Os jovens da geração Z estão se endividando cada vez mais e, muitas vezes, antes mesmo de conquistarem a estabilidade financeira. O cartão de crédito, aliado à cultura do consumo e à facilidade de acesso ao crédito por meio de bancos digitais, tem sido um dos principais vilões desse cenário.

Com uma média de gastos mensais de R$1.250 no cartão, valor próximo ao salário mínimo vigente, jovens até 25 anos comprometem até 60% da sua renda apenas com a fatura. O problema é que parte desses jovens não conseguem arcar com os pagamentos, levando a um índice de inadimplência maior que o de outras gerações.

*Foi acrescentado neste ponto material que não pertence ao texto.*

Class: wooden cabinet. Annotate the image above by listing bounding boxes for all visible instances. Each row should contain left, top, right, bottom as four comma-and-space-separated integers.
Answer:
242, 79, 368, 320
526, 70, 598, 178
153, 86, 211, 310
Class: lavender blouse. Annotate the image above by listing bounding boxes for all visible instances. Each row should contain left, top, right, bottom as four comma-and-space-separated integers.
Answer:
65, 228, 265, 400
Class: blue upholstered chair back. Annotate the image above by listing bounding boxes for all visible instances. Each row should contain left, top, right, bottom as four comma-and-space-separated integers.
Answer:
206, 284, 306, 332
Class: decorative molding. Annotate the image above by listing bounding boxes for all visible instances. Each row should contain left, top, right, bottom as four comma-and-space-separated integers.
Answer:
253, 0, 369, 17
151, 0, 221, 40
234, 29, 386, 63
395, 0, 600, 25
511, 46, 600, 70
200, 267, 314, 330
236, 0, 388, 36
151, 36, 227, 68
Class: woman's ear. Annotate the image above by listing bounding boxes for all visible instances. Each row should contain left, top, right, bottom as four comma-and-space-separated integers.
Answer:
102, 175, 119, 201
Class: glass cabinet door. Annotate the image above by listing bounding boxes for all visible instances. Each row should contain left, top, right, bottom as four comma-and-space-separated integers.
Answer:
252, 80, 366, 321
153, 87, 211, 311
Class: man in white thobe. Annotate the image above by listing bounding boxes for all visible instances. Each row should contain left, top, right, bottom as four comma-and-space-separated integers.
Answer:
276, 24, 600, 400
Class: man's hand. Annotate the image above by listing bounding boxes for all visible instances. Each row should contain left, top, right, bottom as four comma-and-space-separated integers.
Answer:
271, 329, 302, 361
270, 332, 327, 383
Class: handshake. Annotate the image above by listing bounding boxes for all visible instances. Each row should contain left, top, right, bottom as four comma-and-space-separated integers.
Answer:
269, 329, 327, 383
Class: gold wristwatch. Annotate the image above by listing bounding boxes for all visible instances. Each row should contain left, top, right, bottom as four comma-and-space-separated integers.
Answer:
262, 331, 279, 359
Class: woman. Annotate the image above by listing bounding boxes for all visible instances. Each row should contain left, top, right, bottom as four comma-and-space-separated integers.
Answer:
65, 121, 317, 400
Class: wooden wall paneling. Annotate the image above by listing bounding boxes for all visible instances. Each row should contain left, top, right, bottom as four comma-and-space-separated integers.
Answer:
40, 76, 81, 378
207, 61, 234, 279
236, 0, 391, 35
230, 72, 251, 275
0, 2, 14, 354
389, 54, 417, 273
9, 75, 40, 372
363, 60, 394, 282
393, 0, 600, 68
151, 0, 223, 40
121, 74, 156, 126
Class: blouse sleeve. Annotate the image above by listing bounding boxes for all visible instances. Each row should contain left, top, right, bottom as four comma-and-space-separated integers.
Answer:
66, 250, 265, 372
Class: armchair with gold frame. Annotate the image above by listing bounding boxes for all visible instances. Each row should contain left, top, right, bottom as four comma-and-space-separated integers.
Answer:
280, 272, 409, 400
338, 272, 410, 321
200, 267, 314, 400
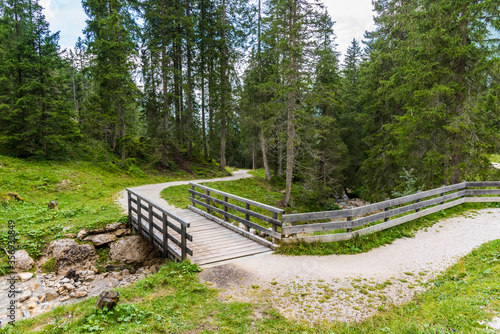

O comportamento financeiro da geração Z

De acordo com a economista conselheira do Conselho Regional de Economia do RS, Janile Soares, o endividamento dos jovens tem relação direta com mudanças no comportamento de consumo. “A maneira como todas as gerações se relacionam com o dinheiro vem mudando nas últimas décadas, muito disso se dá pelo avanço da tecnologia. Os jovens da geração Z são praticamente nativos digitais, crescendo em um mundo digitalizado, estão acostumados à gratificação instantânea, o que se reflete no consumo”, explica.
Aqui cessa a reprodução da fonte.